Members have numerous alternative venues that they may participate on
and direct their order flow, including 17 other options exchanges and
off-exchange venues. Additionally, the Exchange represents a small
percentage of the overall market. Based on publicly available
information, no single options exchange has more than 17% of the market
share.\17\ Therefore, no exchange possesses significant pricing power
in the execution of option order flow. Indeed, participants can readily
choose to send their orders to other exchange and off-exchange venues
if they deem fee levels at those other venues to be more favorable.
Moreover, the Commission has repeatedly expressed its preference for
competition over regulatory intervention in determining prices,
products, and services in the securities markets.

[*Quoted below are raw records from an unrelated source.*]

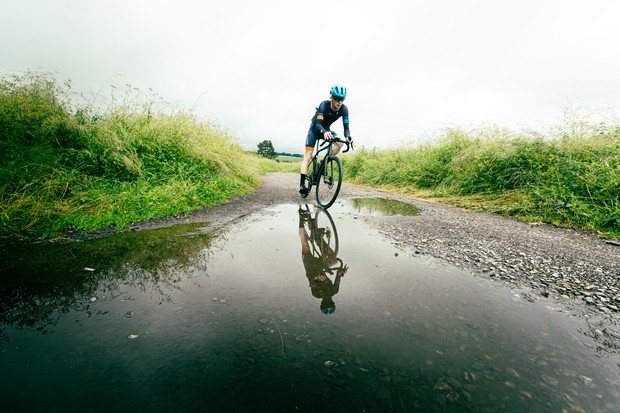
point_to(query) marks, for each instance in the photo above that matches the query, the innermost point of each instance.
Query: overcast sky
(259, 68)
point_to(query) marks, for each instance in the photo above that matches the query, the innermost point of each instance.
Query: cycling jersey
(323, 119)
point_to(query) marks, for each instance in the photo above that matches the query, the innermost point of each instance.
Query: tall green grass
(569, 176)
(71, 166)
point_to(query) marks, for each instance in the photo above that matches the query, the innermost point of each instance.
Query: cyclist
(321, 286)
(327, 113)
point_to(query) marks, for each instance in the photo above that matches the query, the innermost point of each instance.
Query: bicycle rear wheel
(329, 182)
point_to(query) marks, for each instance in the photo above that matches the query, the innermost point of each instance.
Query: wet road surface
(286, 310)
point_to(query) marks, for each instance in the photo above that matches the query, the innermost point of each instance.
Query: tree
(265, 148)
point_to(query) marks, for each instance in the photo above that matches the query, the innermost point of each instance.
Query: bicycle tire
(312, 173)
(326, 236)
(329, 182)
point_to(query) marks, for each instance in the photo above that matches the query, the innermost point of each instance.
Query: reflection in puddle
(384, 206)
(179, 319)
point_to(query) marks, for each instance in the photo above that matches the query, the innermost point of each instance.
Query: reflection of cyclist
(327, 113)
(320, 284)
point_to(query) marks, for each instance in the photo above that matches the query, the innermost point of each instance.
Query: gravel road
(569, 266)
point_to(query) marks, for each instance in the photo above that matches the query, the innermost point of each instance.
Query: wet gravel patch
(553, 262)
(566, 265)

Specifically, in
Regulation NMS, the Commission highlighted the importance of market
forces in determining prices and SRO revenues and, also, recognized
that current regulation of the market system ``has been remarkably
successful in promoting market competition in its broader forms that
are most important to investors and listed companies.'' \18\ The fact
that this market is competitive has also long been recognized by the
courts. In NetCoalition v. Securities and Exchange Commission, the D.C.
Circuit stated as follows: ``[n]o one disputes that competition for
order flow is `fierce.' . . . As the SEC explained, `[i]n the U.S.
national market system, buyers and sellers of securities, and the
broker-dealers that act as their order-routing agents, have a wide
range of choices of where to route orders for execution'; [and] `no
exchange can afford to take its market share percentages for granted'
because `no exchange possesses a monopoly, regulatory or otherwise, in
the execution of order flow from broker dealers' . . . .''.\19\
Accordingly, the Exchange does not believe its proposed fee change
imposes any burden on competition that is not necessary or appropriate
in furtherance of the purposes of the Act.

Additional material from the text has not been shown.